Molecular Metal Clusters as Catalysts

Abstract

In earlier analyses [1–8] we have established a correlation between metal clusters and metal surfaces with chemisorbed molecules in the specific contexts of (1) the metal frameworks wherein the metal cluster core structures are fragments of cubic and hexagonal close packed or body centered cubic metal bulk structures; (2) ligand stereochemistry where the geometric features of ligands bound to clusters and to metal surfaces are similar; (3) thermodynamic features where the average bond energies for ligand-metal and metal-metal bonds are comparable, for a specific metal, in the metal cluster and the metal surface regime; and (4) mobility of ligands bonded to metal cluster frameworks and to metal surfaces. Nevertheless, there are sharp distinctions between surfaces and clusters. The average coordination numbers for metal-metal interactions and for metal-ligand interactions are distinctly different for clusters and for surfaces: generally, the former are larger for surfaces and the latter are larger for clusters.

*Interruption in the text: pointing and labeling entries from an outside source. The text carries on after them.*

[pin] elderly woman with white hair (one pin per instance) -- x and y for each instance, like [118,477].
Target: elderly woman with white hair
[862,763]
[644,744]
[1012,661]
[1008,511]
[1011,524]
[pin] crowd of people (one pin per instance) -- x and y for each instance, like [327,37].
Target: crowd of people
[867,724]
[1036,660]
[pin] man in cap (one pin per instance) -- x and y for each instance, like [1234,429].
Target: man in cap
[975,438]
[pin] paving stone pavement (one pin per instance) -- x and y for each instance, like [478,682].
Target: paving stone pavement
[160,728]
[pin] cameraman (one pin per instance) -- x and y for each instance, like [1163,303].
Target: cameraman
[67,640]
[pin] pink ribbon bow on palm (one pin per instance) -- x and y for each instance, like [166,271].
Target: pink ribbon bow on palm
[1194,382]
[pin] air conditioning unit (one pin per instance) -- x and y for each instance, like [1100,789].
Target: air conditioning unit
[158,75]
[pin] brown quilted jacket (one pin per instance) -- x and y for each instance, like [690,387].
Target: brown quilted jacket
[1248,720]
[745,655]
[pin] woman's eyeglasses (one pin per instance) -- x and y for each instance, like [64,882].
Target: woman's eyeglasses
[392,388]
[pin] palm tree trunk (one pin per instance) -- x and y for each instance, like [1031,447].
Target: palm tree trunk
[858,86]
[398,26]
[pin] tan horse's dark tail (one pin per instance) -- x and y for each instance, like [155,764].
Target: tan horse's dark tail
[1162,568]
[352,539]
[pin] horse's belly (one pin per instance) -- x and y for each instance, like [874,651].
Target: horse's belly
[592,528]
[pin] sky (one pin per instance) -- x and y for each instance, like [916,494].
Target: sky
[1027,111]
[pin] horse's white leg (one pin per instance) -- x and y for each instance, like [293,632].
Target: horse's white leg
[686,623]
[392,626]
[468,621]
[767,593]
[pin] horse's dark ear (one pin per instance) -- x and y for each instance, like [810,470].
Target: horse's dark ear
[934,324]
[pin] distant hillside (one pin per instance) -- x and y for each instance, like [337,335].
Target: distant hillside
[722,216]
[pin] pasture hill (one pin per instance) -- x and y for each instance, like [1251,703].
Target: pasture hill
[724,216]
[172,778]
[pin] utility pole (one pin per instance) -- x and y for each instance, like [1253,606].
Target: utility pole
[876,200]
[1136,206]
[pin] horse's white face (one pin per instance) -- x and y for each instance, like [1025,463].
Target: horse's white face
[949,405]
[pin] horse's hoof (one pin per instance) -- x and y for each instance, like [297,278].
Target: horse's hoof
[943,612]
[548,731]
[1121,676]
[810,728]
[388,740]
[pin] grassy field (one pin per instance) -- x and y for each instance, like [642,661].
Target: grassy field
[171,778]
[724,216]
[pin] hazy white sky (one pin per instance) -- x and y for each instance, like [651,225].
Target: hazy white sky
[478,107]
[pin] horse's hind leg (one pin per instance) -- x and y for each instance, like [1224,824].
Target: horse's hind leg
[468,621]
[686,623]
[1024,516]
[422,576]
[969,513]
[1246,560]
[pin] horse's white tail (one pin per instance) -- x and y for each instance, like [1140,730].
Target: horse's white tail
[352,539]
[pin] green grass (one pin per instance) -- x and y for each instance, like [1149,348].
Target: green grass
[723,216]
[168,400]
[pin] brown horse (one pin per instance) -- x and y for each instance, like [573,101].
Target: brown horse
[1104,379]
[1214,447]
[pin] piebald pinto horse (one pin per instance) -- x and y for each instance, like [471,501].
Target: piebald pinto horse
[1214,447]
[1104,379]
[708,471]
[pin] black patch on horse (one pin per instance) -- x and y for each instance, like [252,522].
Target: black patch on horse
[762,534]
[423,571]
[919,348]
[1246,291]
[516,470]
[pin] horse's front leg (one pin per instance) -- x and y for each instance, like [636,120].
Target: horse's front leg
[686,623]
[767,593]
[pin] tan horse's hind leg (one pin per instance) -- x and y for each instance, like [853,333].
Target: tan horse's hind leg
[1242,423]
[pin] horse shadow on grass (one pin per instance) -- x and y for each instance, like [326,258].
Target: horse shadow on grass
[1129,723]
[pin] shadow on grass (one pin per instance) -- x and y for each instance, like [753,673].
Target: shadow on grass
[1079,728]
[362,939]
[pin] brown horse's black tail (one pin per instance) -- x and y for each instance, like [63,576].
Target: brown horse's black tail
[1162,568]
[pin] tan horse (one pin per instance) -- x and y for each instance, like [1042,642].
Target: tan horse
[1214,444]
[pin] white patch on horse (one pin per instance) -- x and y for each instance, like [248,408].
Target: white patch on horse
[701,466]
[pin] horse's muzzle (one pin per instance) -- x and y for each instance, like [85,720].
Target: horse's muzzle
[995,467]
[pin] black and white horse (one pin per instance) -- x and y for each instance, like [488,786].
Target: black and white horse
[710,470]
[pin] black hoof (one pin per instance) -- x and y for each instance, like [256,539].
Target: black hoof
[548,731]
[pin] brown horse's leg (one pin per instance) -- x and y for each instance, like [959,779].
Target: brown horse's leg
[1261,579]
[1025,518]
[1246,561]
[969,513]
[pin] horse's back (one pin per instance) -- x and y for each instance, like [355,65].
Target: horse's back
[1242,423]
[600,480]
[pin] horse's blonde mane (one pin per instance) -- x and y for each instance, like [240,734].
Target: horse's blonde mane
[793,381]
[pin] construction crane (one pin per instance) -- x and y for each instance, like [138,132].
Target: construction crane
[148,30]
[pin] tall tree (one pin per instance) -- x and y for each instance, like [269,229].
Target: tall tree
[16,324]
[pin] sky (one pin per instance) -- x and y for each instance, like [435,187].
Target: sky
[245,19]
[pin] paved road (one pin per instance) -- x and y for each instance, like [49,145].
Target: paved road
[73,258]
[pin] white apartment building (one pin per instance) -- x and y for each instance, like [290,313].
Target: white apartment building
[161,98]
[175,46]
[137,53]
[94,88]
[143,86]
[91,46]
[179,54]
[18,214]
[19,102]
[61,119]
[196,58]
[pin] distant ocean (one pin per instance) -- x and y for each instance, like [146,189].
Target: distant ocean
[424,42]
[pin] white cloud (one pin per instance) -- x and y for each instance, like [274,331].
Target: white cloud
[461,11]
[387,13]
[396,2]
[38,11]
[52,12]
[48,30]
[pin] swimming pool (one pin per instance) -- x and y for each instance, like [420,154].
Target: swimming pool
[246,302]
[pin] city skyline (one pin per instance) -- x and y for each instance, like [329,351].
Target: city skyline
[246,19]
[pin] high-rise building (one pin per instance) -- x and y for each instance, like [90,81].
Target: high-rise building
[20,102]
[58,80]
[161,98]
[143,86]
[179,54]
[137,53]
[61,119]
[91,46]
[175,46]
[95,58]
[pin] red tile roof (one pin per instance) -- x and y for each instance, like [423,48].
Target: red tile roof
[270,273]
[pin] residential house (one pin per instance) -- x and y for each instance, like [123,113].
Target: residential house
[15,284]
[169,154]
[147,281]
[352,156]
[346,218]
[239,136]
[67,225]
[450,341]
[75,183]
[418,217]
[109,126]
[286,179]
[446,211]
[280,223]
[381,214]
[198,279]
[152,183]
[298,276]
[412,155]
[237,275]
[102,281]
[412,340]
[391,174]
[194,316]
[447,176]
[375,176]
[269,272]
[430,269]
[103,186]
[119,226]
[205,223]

Additionally, the surface state is typically differentiated from the cluster state in the degree of coordination saturation—the metal atoms in the surface state are typically less coordinately saturated even for the states in which molecules or molecular fragments are chemisorbed at the surface than those metal atoms at the periphery of a molecular metal cluster. In the crucial chemical issue, metal surfaces are far more reactive than metal clusters. Metal surfaces exhibit a wide range and high level of catalytic activity whereas most metal clusters are catalytically inert, at least under modest reaction conditions, Most reported clusters are relatively stable and nonreactive; they are not the products of sophisticated synthesis procedures designed to generate highly reactive metal clusters. They commonly have been the products of reaction mixtures run at forcing conditions and are thermodynamically controlled, not kinetically controlled, products.